The actor stood still in the middle of the pavement to say this in his most impressive tone, and John perforce stood still with him, his bag in his hand, his coat on his arm, and confusion and annoyance in his face.
‘No,’ he said, ‘I know nobody. I’ve—no relations of that name. Pray let me go. I’ve a tremendous evening’s work before me. I can’t really, so far as I’m aware, be of the least use to your friend.’
‘Think it over,’ said Montressor, ‘think it over. Ye’ve too good a heart not to help if ye can. Think it over, me dear May. I will tell me wife and me chyild I have seen ye, which is what they always hear with pleasure—with pleasure,’ he said, with emphasis.
The actor looked very poor, very thin, very bare of everything.

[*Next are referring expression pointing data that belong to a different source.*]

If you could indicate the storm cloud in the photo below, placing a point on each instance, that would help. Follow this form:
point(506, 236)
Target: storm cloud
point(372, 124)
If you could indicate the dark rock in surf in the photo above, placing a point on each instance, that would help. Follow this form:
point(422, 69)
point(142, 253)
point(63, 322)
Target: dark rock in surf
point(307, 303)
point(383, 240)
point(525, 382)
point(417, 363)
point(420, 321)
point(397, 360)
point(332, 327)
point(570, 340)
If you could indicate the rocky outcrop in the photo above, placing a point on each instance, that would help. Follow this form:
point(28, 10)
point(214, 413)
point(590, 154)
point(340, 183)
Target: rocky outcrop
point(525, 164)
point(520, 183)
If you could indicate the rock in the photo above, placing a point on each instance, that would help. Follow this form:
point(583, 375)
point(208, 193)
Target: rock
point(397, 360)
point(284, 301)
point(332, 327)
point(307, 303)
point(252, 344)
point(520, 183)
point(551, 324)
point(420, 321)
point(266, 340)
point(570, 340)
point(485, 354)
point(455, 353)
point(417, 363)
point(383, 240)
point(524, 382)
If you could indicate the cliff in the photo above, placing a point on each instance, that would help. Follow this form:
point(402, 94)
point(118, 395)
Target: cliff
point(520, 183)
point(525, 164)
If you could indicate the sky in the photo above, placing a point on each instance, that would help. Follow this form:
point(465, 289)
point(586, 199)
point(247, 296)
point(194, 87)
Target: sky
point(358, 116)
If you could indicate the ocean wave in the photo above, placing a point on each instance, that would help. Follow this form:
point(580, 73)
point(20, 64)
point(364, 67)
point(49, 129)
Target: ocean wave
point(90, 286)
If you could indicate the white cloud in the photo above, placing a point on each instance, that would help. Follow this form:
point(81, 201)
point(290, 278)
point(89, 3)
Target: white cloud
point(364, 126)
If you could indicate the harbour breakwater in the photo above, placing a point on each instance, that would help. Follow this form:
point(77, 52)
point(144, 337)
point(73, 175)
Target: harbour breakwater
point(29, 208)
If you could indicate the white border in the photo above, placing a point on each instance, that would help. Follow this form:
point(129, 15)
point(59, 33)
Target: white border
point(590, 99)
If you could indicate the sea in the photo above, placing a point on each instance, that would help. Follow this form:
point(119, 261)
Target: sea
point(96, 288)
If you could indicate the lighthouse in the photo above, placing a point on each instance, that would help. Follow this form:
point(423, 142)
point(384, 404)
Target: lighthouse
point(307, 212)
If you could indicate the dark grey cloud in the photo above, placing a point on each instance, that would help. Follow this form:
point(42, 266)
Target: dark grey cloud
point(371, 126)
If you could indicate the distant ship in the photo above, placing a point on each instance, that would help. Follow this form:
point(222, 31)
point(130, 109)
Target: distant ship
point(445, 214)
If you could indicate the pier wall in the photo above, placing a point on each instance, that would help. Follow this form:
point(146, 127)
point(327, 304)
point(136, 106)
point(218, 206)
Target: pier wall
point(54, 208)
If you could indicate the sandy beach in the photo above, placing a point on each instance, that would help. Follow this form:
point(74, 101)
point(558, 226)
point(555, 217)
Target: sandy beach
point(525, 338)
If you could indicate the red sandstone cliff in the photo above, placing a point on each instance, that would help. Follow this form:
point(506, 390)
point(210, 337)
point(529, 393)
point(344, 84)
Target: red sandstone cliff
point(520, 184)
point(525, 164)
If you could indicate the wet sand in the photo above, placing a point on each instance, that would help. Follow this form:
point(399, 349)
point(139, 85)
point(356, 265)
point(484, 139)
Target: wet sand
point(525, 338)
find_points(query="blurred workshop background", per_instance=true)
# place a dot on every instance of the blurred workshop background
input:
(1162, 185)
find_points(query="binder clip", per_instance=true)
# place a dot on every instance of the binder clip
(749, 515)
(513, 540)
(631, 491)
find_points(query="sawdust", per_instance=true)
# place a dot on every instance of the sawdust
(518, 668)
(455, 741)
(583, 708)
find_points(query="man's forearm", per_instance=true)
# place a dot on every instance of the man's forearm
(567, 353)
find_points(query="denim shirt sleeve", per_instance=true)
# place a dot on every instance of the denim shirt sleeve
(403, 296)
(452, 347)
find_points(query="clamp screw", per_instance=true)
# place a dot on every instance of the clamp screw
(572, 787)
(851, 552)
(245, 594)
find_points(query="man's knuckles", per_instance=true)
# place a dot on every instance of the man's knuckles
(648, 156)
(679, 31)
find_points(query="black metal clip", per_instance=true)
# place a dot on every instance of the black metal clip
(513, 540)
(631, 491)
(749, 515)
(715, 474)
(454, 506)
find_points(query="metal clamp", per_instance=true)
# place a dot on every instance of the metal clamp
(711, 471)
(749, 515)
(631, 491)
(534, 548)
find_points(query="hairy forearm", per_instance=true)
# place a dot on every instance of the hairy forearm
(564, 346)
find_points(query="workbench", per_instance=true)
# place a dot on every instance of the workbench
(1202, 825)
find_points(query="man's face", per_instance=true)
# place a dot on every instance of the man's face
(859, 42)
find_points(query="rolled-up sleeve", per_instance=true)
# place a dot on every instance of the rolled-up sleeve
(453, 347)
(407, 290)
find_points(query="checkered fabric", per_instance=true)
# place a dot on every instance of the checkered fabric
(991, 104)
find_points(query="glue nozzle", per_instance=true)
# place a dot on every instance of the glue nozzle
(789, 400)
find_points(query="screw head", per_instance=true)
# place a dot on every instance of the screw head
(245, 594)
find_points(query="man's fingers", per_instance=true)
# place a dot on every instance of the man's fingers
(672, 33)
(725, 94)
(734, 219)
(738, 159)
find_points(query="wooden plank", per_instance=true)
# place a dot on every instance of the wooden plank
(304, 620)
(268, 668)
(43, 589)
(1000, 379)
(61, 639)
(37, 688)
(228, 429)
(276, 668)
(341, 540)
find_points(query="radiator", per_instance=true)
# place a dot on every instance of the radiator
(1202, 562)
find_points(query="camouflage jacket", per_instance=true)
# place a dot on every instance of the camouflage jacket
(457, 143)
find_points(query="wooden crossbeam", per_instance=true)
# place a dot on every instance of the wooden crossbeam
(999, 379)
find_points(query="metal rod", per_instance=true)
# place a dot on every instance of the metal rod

His appearance suddenly struck John as they stood side by side in the crowded street. The omnibus was already in sight, bearing down upon him with its freight of men. John was very eager to escape, to get to his own business, to plunge into the plans which he so confidently expected were to bring him fame and fortune. But it suddenly occurred to him what a contrast to his own confident youth was this poor man at the other end of life, who had made his try and failed: and who out of the depths of his poverty and downfall, was pleading for another who had failed more bitterly than himself. The pathos of it struck John in the midst of his impatience to escape from it, and his natural youthful disinclination to have painful matters which he had nothing to do with, thrust upon him like this. He hated it, he was impatient of it, he longed to escape and feel himself in face of his own success which he held to be so certain; but a certain glistening wistfulness in the actor’s eye, and his reluctance to be left behind, and the shabbiness of his garb and aspect altogether, moved John’s heart in spite of himself. The young man adopted that expedient which is so general, with which most of us are so willing to buy off distress and free ourselves from the sight of misery. He took out one of his few sovereings—for though he was sufficiently well off he did not abound in money—from his waistcoat pocket.
‘I have not seen Edie for a long time,’ he said, ‘and she must want much bigger dolls now than the one she used to be so fond of. Will you give her this for me, and tell her to buy something with it. And I’ll come and see her soon. Here’s my omnibus. I am sorry I can’t do anything for your friend. Good-bye.’
‘God bless ye,’ said the actor. ‘Ye’re always the same fine fellow. Edie will bless ye, me brave boy. But think over the other case that I’ve told ye of. Think it over, and good-bye, and be sure ye come. We’ll look for ye, and Edie—— Good-bye. Good-bye!’
John did not care that even the people on the omnibus should see the shiny hat which was waved to him with so much enthusiasm. But there was nobody he knew, and presently, as he bowled along, his former thoughts came back to him and he himself forgot this interruption which was only momentary. Montressor’s friend, whose name was May, attracted but little his preoccupied mind. There had, indeed, been a time when it might have excited him, when he had been so anxious about the mystery of his childhood that anyone bearing that name would have roused his attention. But that phase was altogether over. If he ever thought of his boyish visit to Liverpool, and the mayor whose name was May, and all the anxiety he was in to affiliate himself somehow, it was with a smile of mingled self-ridicule and shame. Nothing now could make him anything but John Sandford, which was as truly his name as any name could be, which he had made known as that of a young man sure to rise, one who had the ball at his foot and before whom the way was clear.
He was doomed to interruptions, however, that evening. He had just settled down to his work after a hearty meal, laying out his papers upon the table and disposing himself to a last inspection of all his calculations and diagrams, when his landlady, a woman who had the greatest respect for John, tapped seriously, with a tap that evidently meant something, at the door. She came in, when John bade her enter, with a grave face.
‘Mr. Sandford,’ she said, ‘there has been two men here asking for you as are not your sort at all. One is like a poor gentleman as has got into trouble, and the other’s no better than a rough off the streets. They’ve been here twice asking to see you. I don’t know if they’ve anything to do with the works. Once they was both the worse for liquor. I don’t like to have such folks seen at my door.’
‘I know nothing about them,’ said John. ‘I certainly expected no such visitors. Did they say what they wanted?’